Infant handling by female Barbary macaques (Macaca sylvanus) at Affenberg Salem: testing functional and evolutionary hypotheses.
Behavioral Ecology and Sociobiology 39: 133–145. https://doi.org/10.1007/s002650050275.
Arbeit durchgeführt im Affenberg Salem
Assisting the genetic parents in the rearing of young, a widespread phenomenon in many birds and mammals, is usually regarded as an altruistic or mutualistic behavior. Infant handling by females other than the mother is also common in many primates, but due to high within- and between-species variation and limited knowledge about fitness consequences there is no consensus about its evolutionary and functional significance. Analysis of female infant-handling patterns and its reproductive consequences in three groups of semifree-ranging Barbary macaques revealed that nulliparous females significantly more often handled infants than parous females, but infant handling experience did not affect survival of their own first live-born offspring. Females interacted preferentially with closely related infants, but infant handling frequency improved neither infant survival nor maternal fecundity. Reciprocation of infant handling by mothers was rare. Although “aunting to death” occurred in the population, the hypothesis that infant handling serves to reduce the fitness of competitors was not supported. Limited evidence suggests that females at least sometimes use infants as strategic tools in the course of alliance formation.

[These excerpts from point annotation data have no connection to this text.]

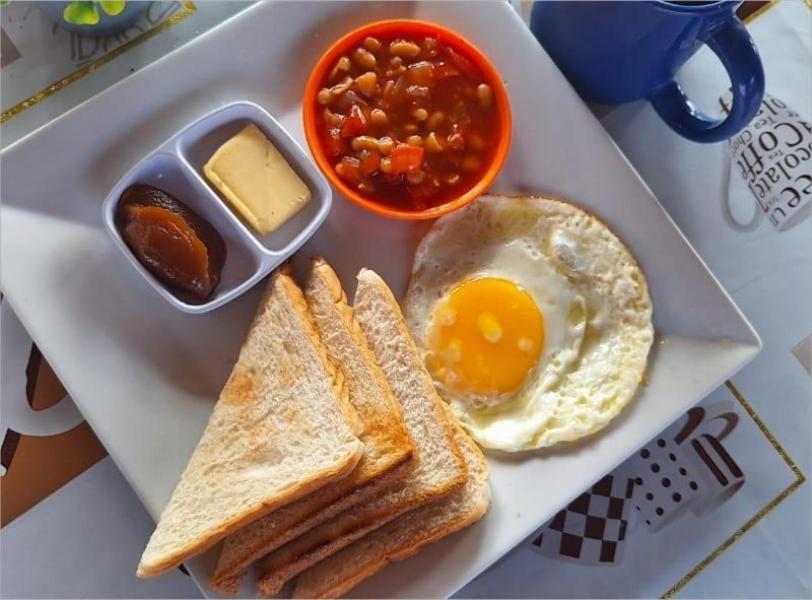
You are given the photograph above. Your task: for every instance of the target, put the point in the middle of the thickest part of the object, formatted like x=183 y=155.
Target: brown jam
x=174 y=243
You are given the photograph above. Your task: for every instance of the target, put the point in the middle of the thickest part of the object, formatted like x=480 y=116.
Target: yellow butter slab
x=256 y=180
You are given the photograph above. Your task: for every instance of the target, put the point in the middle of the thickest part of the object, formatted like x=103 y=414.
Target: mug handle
x=735 y=48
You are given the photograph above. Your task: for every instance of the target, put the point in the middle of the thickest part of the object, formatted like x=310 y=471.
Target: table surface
x=61 y=483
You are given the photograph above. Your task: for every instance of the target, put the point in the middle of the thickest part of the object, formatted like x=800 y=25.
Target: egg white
x=591 y=293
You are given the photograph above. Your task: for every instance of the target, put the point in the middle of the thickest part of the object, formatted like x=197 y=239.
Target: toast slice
x=282 y=428
x=388 y=446
x=441 y=467
x=404 y=536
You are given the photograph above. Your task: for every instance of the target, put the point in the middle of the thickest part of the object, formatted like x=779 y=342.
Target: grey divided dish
x=176 y=167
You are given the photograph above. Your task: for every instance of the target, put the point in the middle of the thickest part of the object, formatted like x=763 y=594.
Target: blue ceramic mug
x=614 y=52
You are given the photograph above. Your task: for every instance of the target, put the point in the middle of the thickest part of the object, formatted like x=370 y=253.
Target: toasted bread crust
x=334 y=535
x=382 y=430
x=280 y=283
x=444 y=416
x=271 y=581
x=409 y=533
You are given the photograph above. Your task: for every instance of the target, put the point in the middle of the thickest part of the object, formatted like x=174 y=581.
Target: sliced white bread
x=282 y=428
x=388 y=446
x=441 y=467
x=404 y=536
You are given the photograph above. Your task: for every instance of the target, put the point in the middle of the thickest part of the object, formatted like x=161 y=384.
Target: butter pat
x=256 y=180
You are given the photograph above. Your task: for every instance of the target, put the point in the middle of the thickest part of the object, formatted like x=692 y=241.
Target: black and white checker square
x=592 y=529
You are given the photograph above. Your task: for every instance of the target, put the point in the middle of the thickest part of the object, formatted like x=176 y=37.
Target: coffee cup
x=615 y=52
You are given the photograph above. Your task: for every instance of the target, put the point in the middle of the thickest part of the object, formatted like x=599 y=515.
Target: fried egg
x=533 y=319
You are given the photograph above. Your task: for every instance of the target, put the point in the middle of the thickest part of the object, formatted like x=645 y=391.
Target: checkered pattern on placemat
x=593 y=526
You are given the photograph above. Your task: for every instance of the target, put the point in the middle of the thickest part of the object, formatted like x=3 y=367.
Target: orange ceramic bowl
x=406 y=28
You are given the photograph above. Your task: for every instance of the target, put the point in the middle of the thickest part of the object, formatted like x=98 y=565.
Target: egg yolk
x=485 y=337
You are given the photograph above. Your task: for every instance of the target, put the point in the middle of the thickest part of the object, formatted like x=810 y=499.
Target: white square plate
x=146 y=376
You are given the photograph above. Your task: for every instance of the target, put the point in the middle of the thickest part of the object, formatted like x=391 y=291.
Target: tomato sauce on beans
x=409 y=122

In concert with this poor evidence for a functional basis of the behavior, several lines of evidence support the hypothesis that infant handling evolved as a non-adaptive by-product of a strong selection for mother-offspring bonding. (1) Rates of infant handling were highest among females that experienced early infant loss. (2) Females caring for infants or yearlings of their own handled other infants significantly less often than females without dependent offspring. (3) Infant handling by females was most prevalent during the infants’ first month of life. (4) Both “aunting to death” and a successful adoption occurred irrespective of kinship relations. Although the by-product hypothesis appears to be the only one able to explain all results of this study, the apparent rarity of infant handling in non-female-bonded species suggest that kin selection is a possible alternative explanation for the evolution of female infant-handling in primates.